Altra botta pesantissima agli incassi fiscali deriverà dalla Rottamazione quater, ovvero la nuova definizione agevolata delle cartelle affidate all’Agenzia delle Entrate Riscossione dal 2000 al 2022 con tanto di abbuono degli interessi e dell’aggio: nel complesso la stima è di 1,3 miliardi in meno di cui 913 milioni nel 2023. Questo perché, a differenza che per le precedenti rateizzazioni, verranno abbuonati tutti gli interessi, le sanzioni e l’aggio per poi consentire il pagamento a rate in cinque anni. Di conseguenza “l’introduzione della nuova misura agevolativa”, attesa la relazione, “produrrà una flessione sulla previsione di riscossione in quanto una parte dei carichi per i quali si stima l’adesione alla nuova misura agevolativa, sarebbero stati prevedibilmente riscossi, al lordo delle componenti abbuonate, attraverso l’ordinaria attività di recupero oppure per il tramite di rateizzazioni di pagamento”.

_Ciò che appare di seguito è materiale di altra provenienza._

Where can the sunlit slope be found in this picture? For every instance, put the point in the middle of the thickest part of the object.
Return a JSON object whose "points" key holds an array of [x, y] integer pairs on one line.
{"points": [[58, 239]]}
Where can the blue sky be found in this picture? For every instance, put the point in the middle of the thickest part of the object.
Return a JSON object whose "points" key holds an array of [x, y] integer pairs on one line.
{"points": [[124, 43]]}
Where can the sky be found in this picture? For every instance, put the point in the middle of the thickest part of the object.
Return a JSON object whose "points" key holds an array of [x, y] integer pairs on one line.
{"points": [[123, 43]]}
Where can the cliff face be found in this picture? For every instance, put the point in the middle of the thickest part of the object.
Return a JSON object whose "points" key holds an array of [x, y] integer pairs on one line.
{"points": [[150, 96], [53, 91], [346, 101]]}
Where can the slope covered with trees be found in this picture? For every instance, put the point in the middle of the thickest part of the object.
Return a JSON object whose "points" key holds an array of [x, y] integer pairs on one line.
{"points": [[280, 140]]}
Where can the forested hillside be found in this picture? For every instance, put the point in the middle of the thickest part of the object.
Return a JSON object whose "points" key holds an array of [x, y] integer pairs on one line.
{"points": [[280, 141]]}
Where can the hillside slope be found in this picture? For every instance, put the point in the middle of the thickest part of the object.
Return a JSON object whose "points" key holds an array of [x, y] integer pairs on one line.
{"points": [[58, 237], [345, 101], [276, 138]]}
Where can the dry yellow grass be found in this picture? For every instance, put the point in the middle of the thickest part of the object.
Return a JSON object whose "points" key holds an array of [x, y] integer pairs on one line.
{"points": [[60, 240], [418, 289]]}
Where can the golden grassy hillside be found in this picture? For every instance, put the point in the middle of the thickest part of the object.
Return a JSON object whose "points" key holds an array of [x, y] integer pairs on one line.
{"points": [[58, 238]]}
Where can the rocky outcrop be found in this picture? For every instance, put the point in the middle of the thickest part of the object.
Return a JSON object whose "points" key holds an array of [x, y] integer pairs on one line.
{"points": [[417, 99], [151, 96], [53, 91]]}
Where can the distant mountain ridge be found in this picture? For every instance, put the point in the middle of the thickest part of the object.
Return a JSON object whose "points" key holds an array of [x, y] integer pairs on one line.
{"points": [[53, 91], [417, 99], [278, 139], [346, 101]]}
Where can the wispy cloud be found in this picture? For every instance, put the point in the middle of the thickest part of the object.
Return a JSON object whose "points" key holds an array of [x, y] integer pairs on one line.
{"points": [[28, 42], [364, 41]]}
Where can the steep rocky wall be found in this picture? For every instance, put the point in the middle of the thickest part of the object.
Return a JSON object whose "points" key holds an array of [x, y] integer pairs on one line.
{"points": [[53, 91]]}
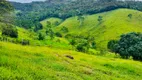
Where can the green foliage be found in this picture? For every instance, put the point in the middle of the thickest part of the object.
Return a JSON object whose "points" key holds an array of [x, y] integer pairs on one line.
{"points": [[38, 26], [81, 20], [129, 45], [25, 42], [5, 7], [111, 28], [64, 29], [36, 62], [10, 30], [112, 44], [58, 34], [100, 18], [41, 36], [130, 16]]}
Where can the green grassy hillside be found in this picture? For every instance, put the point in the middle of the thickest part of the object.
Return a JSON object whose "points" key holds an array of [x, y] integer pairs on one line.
{"points": [[54, 21], [113, 24], [42, 63]]}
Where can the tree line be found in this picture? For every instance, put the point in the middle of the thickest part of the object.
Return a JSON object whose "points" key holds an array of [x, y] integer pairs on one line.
{"points": [[29, 14]]}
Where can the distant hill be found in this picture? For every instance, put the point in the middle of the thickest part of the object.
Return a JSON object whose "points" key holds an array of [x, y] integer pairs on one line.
{"points": [[113, 24]]}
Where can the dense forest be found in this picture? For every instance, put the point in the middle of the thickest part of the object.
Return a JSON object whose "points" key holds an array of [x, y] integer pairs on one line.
{"points": [[29, 14]]}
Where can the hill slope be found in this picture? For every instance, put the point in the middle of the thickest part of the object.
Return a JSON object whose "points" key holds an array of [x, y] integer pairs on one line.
{"points": [[113, 24], [35, 63]]}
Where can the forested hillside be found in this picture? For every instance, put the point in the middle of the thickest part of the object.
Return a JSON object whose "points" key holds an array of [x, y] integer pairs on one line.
{"points": [[71, 40], [29, 14]]}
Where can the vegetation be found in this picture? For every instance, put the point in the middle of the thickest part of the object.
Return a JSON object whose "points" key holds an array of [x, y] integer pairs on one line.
{"points": [[33, 62], [129, 45], [9, 30], [29, 14], [38, 40], [110, 28]]}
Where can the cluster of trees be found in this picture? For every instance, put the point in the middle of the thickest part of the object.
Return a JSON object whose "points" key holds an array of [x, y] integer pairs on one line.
{"points": [[129, 45], [5, 10], [29, 14], [10, 31], [83, 44]]}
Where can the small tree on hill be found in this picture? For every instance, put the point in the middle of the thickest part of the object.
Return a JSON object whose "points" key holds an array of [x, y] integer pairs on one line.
{"points": [[129, 45], [130, 16], [10, 31], [100, 18]]}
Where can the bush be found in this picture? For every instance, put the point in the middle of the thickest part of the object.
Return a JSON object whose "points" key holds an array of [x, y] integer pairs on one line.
{"points": [[111, 45], [58, 34], [64, 29], [41, 36], [25, 42], [129, 45], [10, 31]]}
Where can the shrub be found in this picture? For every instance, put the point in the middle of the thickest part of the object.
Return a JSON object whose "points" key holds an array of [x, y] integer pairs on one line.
{"points": [[64, 29], [10, 31], [25, 42], [111, 45], [58, 34], [129, 45], [41, 36], [130, 16]]}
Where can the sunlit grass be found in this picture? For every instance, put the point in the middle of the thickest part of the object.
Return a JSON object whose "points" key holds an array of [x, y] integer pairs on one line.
{"points": [[34, 63]]}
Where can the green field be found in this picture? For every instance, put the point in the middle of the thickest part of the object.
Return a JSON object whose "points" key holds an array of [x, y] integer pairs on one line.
{"points": [[42, 63], [47, 59], [114, 23]]}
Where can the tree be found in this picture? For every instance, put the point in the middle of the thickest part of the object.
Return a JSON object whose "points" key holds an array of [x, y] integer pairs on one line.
{"points": [[129, 45], [10, 31], [111, 45], [81, 20], [100, 18], [130, 16], [64, 29], [58, 34], [41, 36]]}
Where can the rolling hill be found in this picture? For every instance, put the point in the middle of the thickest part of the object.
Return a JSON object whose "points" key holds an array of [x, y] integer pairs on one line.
{"points": [[19, 62], [114, 23]]}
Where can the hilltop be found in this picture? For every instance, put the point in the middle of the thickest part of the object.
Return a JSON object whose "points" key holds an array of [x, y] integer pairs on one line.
{"points": [[30, 63], [114, 23]]}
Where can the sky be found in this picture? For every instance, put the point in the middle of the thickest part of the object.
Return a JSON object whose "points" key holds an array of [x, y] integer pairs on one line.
{"points": [[25, 1]]}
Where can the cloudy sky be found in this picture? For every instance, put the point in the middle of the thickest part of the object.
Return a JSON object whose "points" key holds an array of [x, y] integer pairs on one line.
{"points": [[25, 1]]}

Costa poi oltre 730 milioni lo stralcio delle mini cartelle sotto i 1000 euro affidate alla Riscossione tra 2000 e 2015. Il testo smentisce il viceministro dell’Economia Maurizio Leo, che in conferenza stampa aveva detto che “non sono più esigibili” e riscuoterle sarebbe “costato di più” che annullarle. Al contrario, spiega la Relazione tecnica, la misura comporta due effetti negativi: verranno annullati crediti per i quali sono ancora in corso pagamenti nell’ambito della Rottamazione ter e ci sarà un impatto negativo sulla riscossione ordinaria “derivante dall’annullamento dei singoli carichi di importo residuo fino a mille euro affidati dal 2000 al 2015, per i quali era ancora in essere un’aspettativa di riscossione“. Quest’ultimo effetto vale oltre 323 milioni di perdita attesa. L’impatto complessivo sulle entrate da riscossione ammonta a 451,5 milioni (di cui 245 per carichi affidati da enti previdenziali), a cui vanno sommati 285 milioni di mancati rimborsi di spese e diritti di notifica dell’erario e 9,7 milioni di aggio in meno. Le cifre sono relativamente contenute perché il nuovo condono segue lo stralcio del 2018 sulle cartelle dello stesso importo affidate fino al 2010 e quello del 2021 sui debiti fino a 5000 euro.

Passando alle misure che dovrebbero aumentare il gettito, al primo posto per incassi stimati c’è l’articolo 42 (anche questo quasi identico a una disposizione del decreto fiscale del 2018) che consente di chiudere ogni lite con il fisco, dal primo grado alla cassazione, pagando una percentuale del valore della controversia variabile a seconda della probabilità di vittoria. In caso di ricorso pendente in primo grado la quota è del 90%, che scende al 40% se l’Agenzia delle Entrate ha perso in primo grado, al 15 se è risultata soccombente in secondo grado e al 5% per definire una lite in Cassazione se le Entrate hanno perso nei gradi precedenti. Il gettito atteso è di 1,1 miliardi di cui solo 165 nel 2023.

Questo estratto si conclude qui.